EchoStar is a satellite communications company that operates, leases, or manages a number of satellites, including the satellites that provide services to EchoStar’s sister company, DISH. Id. ¶ 19; DISH Defs.’ Mem. 4. EchoStar and DISH are publicly traded companies, and neither company owns an interest in the other. Id.
Charles W. Ergen is the founder, the Executive Chairman of the boards of directors, an employee, and the majority owner of both DISH and EchoStar. As of November 30, 2012, Mr. Ergen controlled approximately 88% of DISH’s voting shares and approximately 80% of EehoS-tar’s voting shares. Am. Compl. ¶ 18.
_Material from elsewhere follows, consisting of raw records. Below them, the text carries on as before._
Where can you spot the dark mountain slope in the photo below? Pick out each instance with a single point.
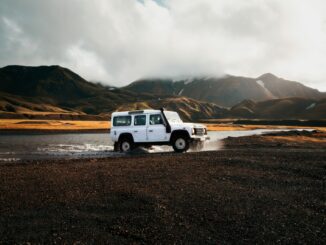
(228, 90)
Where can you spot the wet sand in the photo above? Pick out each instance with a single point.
(258, 189)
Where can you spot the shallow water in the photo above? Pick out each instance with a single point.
(17, 147)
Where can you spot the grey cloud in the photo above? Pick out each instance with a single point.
(118, 41)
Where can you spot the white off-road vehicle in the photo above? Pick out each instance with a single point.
(130, 129)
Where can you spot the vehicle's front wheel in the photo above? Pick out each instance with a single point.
(180, 144)
(126, 145)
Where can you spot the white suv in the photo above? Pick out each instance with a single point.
(155, 127)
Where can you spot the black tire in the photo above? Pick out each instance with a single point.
(116, 146)
(180, 143)
(126, 144)
(197, 145)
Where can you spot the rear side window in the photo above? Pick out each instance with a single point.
(140, 120)
(122, 121)
(155, 119)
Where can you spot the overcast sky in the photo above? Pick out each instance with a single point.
(119, 41)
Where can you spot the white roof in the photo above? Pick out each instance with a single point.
(124, 113)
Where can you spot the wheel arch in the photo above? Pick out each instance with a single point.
(126, 135)
(179, 132)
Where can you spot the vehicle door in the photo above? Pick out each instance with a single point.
(140, 128)
(156, 131)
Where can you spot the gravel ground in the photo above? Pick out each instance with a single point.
(241, 195)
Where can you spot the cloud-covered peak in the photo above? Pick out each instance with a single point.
(120, 41)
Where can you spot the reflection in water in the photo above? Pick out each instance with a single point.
(15, 147)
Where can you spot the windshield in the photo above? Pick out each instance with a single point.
(172, 117)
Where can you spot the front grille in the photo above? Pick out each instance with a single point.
(199, 131)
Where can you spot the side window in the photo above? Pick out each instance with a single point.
(140, 120)
(122, 121)
(155, 119)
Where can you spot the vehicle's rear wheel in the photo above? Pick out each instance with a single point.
(197, 145)
(180, 144)
(126, 145)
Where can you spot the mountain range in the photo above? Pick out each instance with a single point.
(228, 90)
(57, 92)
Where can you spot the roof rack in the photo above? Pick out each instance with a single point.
(136, 112)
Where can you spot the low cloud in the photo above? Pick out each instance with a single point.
(116, 42)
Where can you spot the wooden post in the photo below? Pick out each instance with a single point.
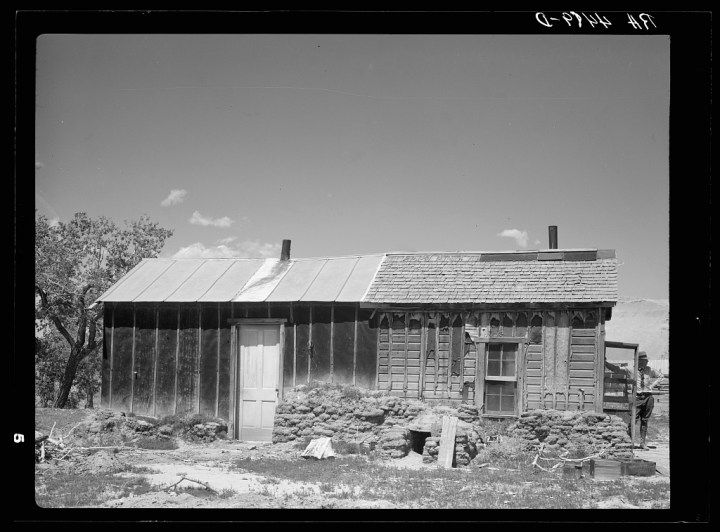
(233, 379)
(157, 334)
(423, 354)
(407, 319)
(599, 360)
(633, 408)
(310, 349)
(447, 442)
(332, 340)
(112, 370)
(177, 358)
(378, 320)
(199, 355)
(132, 365)
(355, 343)
(438, 319)
(217, 376)
(391, 317)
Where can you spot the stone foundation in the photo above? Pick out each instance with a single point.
(581, 431)
(391, 425)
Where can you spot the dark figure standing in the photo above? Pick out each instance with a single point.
(644, 398)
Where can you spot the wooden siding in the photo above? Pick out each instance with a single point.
(209, 360)
(224, 340)
(122, 359)
(105, 369)
(166, 359)
(321, 346)
(187, 372)
(144, 367)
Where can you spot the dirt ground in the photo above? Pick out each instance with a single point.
(196, 466)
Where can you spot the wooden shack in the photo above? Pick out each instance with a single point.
(507, 331)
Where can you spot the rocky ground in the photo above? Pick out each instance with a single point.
(202, 471)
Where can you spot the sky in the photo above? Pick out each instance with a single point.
(364, 144)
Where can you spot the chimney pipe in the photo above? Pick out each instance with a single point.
(552, 230)
(285, 253)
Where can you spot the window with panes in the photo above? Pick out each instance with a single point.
(501, 378)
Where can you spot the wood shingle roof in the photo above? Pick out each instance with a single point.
(491, 278)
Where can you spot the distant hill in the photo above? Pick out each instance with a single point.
(644, 322)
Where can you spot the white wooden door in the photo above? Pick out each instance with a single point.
(258, 383)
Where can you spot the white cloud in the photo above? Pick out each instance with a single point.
(520, 237)
(246, 249)
(199, 219)
(177, 195)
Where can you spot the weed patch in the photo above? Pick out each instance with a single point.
(156, 444)
(77, 490)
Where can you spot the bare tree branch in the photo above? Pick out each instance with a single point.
(56, 321)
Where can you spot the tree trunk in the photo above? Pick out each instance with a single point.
(90, 393)
(68, 377)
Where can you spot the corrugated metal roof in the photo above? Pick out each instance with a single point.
(245, 280)
(472, 278)
(406, 278)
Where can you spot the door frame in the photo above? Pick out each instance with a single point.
(235, 326)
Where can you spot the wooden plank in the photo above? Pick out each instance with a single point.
(155, 364)
(355, 345)
(583, 340)
(446, 454)
(332, 338)
(549, 355)
(582, 364)
(106, 358)
(561, 362)
(145, 359)
(209, 339)
(600, 361)
(224, 362)
(232, 422)
(123, 339)
(132, 370)
(584, 332)
(344, 350)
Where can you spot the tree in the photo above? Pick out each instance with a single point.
(75, 262)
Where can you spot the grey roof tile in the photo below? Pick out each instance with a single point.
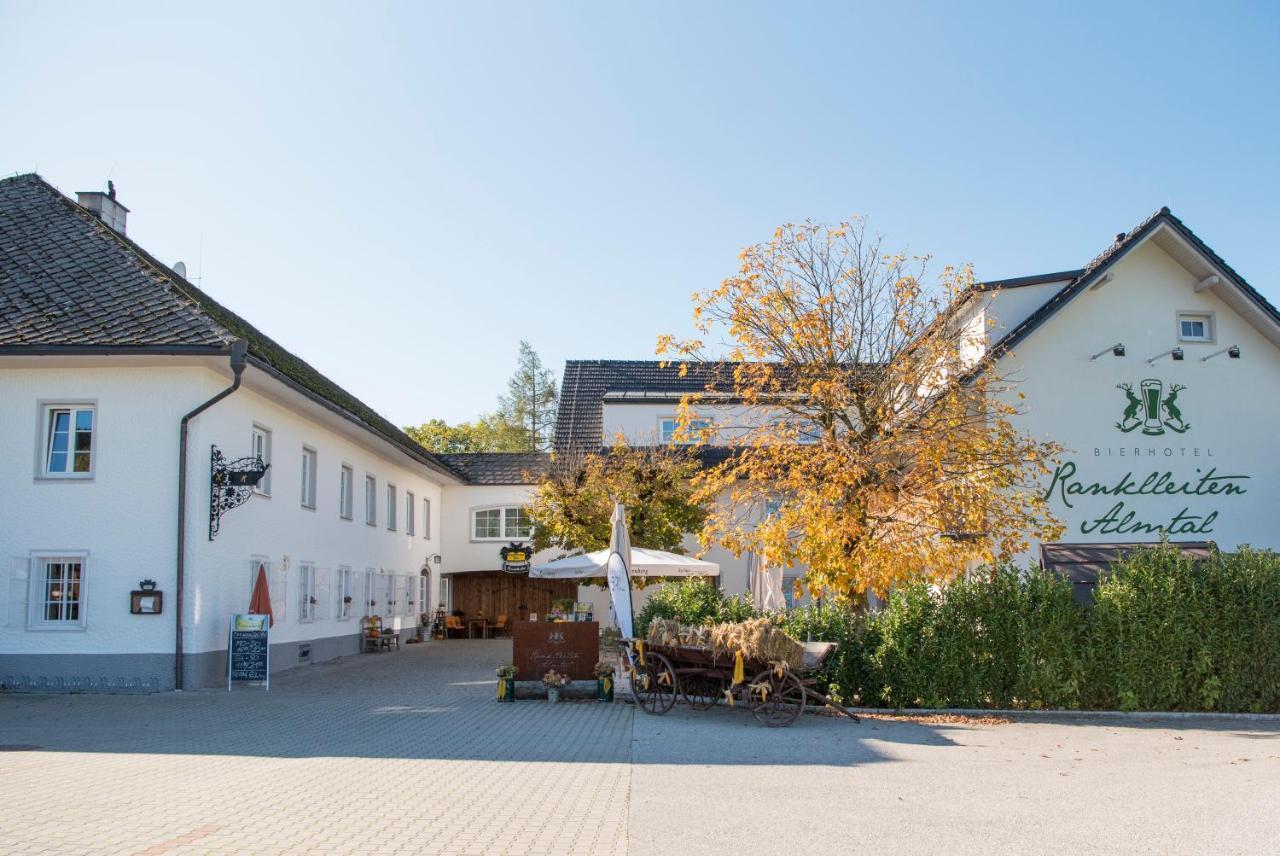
(67, 280)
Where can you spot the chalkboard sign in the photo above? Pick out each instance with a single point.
(248, 650)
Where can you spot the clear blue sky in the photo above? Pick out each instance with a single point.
(401, 193)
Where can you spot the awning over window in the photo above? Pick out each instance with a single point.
(1080, 563)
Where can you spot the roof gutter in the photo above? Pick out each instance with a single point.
(238, 360)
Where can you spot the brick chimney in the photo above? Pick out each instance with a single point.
(104, 206)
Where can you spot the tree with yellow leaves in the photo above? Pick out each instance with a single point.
(873, 443)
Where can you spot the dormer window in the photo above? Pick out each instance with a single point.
(1194, 326)
(668, 425)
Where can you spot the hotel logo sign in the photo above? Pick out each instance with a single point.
(1152, 410)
LBAC is a wholly-owned subsidiary of DISH and is the “stalking horse” bidder in connection with the upcoming auction of certain assets of LightSquared LP, including the spectrum. DISH Defs.’ Mem. 4; Am. Compl. ¶ 21. Harbinger alleges that LBAC was formed for the sole purpose of bidding on LightSquared LP’s spectrum assets. Id. ¶ 21.
SPSO is an investment vehicle organized under the laws of Delaware, with headquarters in New York. SPSO’s sole member and manager is SO Holdings, which in turn has Mr. Ergen as its sole member and managing member. Am. Compl. ¶¶ 22-23. SPSO was formed on or about May 16, 2012, at Mr. Ergen’s direction, by Sound Point Capital. Id. ¶ 22. SPSO has been acquiring debt of LightSquared LP since at least April 2012,
Sound Point Capital is an investment management and advisory firm; it serves as trading manager and investment advis- or for SPSO and facilitates and advises SPSO on its investments and investment strategies. Am. Compl. ¶ 24. Stephen Ketchum is Sound Point Capital’s founder and managing member, and he serves as the trading manager of SPSO. Id. ¶ 25. Mr. Ketchum is a former banker to DISH and has a longstanding relationship with Mr. Ergen, having worked with EchoStar since its founding. Id. ¶¶ 24-25. Sound Point Capital and Mr. Ketchum do not own any interest in SPSO or SO Holdings, none of their employees or representatives is employed by SPSO or SO Holdings, and they do not own for their own benefit any debt securities issued by any of the Debtors, including Loan Debt. Sound Point Capital Defs.’ Mem. (as defined below) 4.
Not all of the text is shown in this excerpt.